For many years, the country has been embraced with shadow of uncertainties. Probably, majority of the Filipinos has given up that change would eventually bring progress and hope to the country. With everyday news about wars, poverty, and countless plagues that haunt the country, Jose with his death showed that change could be achieved. While Jesse, fought a different battle to free the country from the shadow of doubt in administering the government.
More than one hundred years ago, Jose Rizal freed the country from the oppression of foreign hands. With his words, he bravely fought the Spaniards against their tyranny. This caused him his death but just like what he said, “One only dies once, and if one does not die well, a good opportunity is lost and will not present itself again.” On the other hand, Jesse Robredo continued to fight the same battle that Jose Rizal fought. Jesse’s fight however, was not against the enemies with foreign hands but with the people in power subjugating the ordinary citizens.
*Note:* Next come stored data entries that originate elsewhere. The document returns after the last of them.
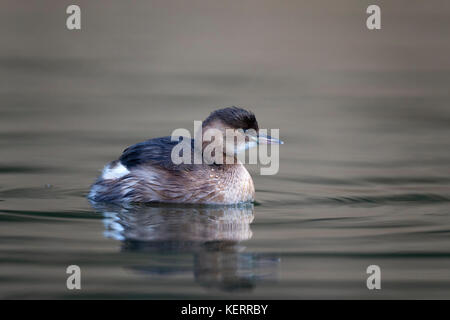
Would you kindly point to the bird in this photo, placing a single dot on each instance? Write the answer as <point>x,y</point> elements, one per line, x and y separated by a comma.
<point>146,172</point>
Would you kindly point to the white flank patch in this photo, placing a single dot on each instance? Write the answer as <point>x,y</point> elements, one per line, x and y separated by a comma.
<point>116,172</point>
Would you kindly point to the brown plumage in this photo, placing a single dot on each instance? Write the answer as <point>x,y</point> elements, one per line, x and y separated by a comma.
<point>146,173</point>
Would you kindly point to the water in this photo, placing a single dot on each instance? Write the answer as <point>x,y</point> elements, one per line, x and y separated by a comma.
<point>364,171</point>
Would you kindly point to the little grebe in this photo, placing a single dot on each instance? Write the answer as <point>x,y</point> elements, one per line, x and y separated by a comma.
<point>145,171</point>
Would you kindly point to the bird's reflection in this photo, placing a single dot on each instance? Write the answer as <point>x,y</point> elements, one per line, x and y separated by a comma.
<point>213,235</point>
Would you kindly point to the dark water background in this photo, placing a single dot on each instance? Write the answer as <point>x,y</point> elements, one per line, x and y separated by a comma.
<point>364,173</point>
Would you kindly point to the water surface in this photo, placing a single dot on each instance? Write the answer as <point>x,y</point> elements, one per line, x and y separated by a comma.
<point>364,171</point>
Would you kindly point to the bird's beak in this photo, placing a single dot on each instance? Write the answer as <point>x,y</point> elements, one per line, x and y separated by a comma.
<point>264,139</point>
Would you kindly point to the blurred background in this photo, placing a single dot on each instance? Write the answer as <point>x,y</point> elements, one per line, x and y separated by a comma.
<point>364,171</point>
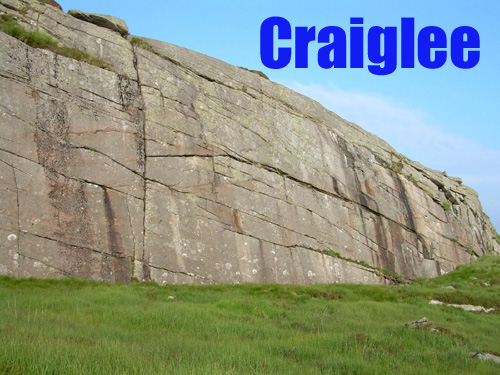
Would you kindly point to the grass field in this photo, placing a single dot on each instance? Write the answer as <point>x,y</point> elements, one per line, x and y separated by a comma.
<point>84,327</point>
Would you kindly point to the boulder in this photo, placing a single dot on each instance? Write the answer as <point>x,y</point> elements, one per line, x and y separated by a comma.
<point>101,20</point>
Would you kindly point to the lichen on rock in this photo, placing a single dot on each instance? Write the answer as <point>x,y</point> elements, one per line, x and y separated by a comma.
<point>176,167</point>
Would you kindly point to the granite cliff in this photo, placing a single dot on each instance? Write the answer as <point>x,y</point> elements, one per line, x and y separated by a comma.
<point>160,163</point>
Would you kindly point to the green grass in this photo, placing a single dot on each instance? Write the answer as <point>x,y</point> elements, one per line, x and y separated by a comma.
<point>85,327</point>
<point>38,39</point>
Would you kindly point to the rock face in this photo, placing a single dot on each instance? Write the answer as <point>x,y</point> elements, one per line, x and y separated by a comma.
<point>109,22</point>
<point>179,168</point>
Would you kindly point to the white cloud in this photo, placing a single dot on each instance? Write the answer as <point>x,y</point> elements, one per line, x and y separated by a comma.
<point>412,132</point>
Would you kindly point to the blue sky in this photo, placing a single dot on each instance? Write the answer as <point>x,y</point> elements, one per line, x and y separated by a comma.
<point>446,118</point>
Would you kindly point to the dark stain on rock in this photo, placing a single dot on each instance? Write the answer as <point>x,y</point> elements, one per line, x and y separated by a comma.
<point>335,185</point>
<point>385,255</point>
<point>404,198</point>
<point>146,271</point>
<point>237,223</point>
<point>368,188</point>
<point>121,264</point>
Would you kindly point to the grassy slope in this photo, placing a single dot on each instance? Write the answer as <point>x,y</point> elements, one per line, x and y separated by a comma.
<point>83,327</point>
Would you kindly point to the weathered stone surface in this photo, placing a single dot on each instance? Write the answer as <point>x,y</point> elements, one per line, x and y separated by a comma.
<point>102,20</point>
<point>180,168</point>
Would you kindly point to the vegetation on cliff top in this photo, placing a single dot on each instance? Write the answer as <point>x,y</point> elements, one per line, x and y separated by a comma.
<point>39,39</point>
<point>85,327</point>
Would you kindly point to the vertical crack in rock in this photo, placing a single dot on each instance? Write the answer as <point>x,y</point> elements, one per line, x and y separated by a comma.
<point>142,145</point>
<point>121,264</point>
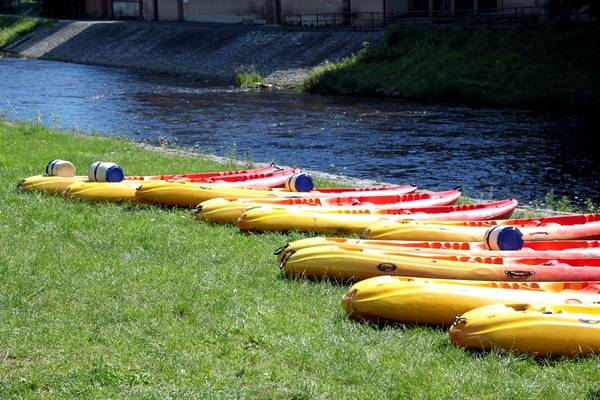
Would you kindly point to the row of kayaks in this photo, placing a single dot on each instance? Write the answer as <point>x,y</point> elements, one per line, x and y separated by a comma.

He championed good governance and in doing so represented the poor and the oppressed. He “walked the talk” as elucidated by all his accomplishments.
Amidst the turmoil that brings confusion and wretchedness to the country today, Rizal clearly elucidated what he would have considered as the main obstacle to the country’s progress when he said, “He who does not know how to look back at where he came from will never get to his destination.” Unless the country acknowledges the contributions of the past, we will never be able to move on toward the progress that we are all hoping for. Jesse however showed that he learned from the lesson of the past with the way he lived his life.
Two different lives. Two different eras. Two different persons. Each with unique achievements but very much alike with their wisdom, character, belief and aspirations for the country. Two lives whose experiences and legacies formed my values at a young age.
In deeper retrospect, Jose and Jesse’s similarity did not end with the tale of slippers. Theirs were intertwined with the way people celebrated their lives and accomplishments and mourned their deaths. My life on the other hand has just started. The way I will live it would be defined if I can be a Jesse and Jose in my own way by letting the seeds of values planted in me grow into a beautiful tree of hope and sacrifice. Then, the shadow of doubt as to the country’s future would vanish completely. Perhaps the tale of slippers would one day continue. My slippers would one day find the light illuminating hope and love for our motherland. Then, I could follow the shadow of hope of Jesse and Jose.